Regions are responsible for mental health care, but the municipalities are responsible for the care of people with substance abuse. In practice, the shared responsibility has proven to be unclear and results in patients being referred away from psychiatric emergency departments to municipal addiction clinics, and vice versa, which creates issues in the care of people with co-morbidity of both mental disorders and substance abuse. A government investigation in 2021 proposes that the responsibility should be transferred to the regions so that one organization provides all types of care related to mental health issues, including harmful use and addiction. It should also be clear from the Health and Medical Care Act that treatment for harmful use and addiction must be coordinated with treatment for psychiatric conditions (SOU, 2021:93; 2023:5).
Digital consultations are becoming increasingly important for mental health care, for example e-health services, telephone services or traditional treatment methods offered via the Internet.
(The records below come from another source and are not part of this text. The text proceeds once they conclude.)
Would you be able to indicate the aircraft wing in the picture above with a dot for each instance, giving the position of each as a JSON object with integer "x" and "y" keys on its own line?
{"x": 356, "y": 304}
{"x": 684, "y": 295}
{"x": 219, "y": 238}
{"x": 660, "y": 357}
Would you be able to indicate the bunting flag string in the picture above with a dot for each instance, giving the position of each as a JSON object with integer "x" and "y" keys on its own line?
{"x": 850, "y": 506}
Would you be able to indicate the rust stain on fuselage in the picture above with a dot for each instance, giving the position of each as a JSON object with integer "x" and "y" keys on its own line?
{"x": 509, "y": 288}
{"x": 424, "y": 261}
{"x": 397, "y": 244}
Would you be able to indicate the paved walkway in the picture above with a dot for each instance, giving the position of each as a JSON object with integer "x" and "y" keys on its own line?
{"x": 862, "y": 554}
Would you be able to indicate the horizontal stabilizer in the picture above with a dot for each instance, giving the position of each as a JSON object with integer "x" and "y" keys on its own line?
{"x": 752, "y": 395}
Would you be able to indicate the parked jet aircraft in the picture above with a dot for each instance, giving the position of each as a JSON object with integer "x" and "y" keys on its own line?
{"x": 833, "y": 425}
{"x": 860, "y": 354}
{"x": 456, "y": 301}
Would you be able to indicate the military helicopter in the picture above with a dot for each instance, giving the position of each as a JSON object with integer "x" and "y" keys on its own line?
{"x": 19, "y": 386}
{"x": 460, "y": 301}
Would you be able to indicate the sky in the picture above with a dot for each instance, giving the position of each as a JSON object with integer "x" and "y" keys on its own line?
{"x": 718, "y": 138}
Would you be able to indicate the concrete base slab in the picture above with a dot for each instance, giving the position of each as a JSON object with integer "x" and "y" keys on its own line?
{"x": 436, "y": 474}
Apart from traditional health care, a large number of associations and organizations offer advice and support free of charge run by volunteers for mental illness via chats and over the phone with different orientations depending on for example age and needs. Some of these are supported by government agencies such as PHA and NBHW, but also by the regions. There is a guide at the national service 1177 (see section 2.8.1 Patient information) with support lines sorted into different categories of mental illness.
Both nurses and specialist nurses play important roles in primary care’s work with mental illness. However, there are large shortages of specialist nurses in psychiatric care, and shortages are expected to become worse following expected retirements. Several regions also report a shortage of psychologists (see section 4.2 Human resources).
The government has introduced a national strategy for mental health and suicide prevention covering the period 2025 to 2034. Mental illness and suicide remain major public health and societal challenges. Through this strategy, the government aims to create conditions for coordinated, long-term efforts to promote mental well-being across all stages of life. The strategy focuses on promoting mental well-being, preventing mental illness and suicide, and improving the living conditions of people with various psychiatric conditions.
The goals of the strategy are
- Improved mental health across the entire population.
- Fewer lives lost to suicide.
- Reduced preventable and treatable differences in mental health.
- Reduced negative consequences due to psychiatric conditions.
To support the implementation of these goals, the government plans to present an action plan for the period 2025–26. As part of this, relevant authorities will be tasked with coordinating, supporting and following the strategy in collaboration with other involved organizations.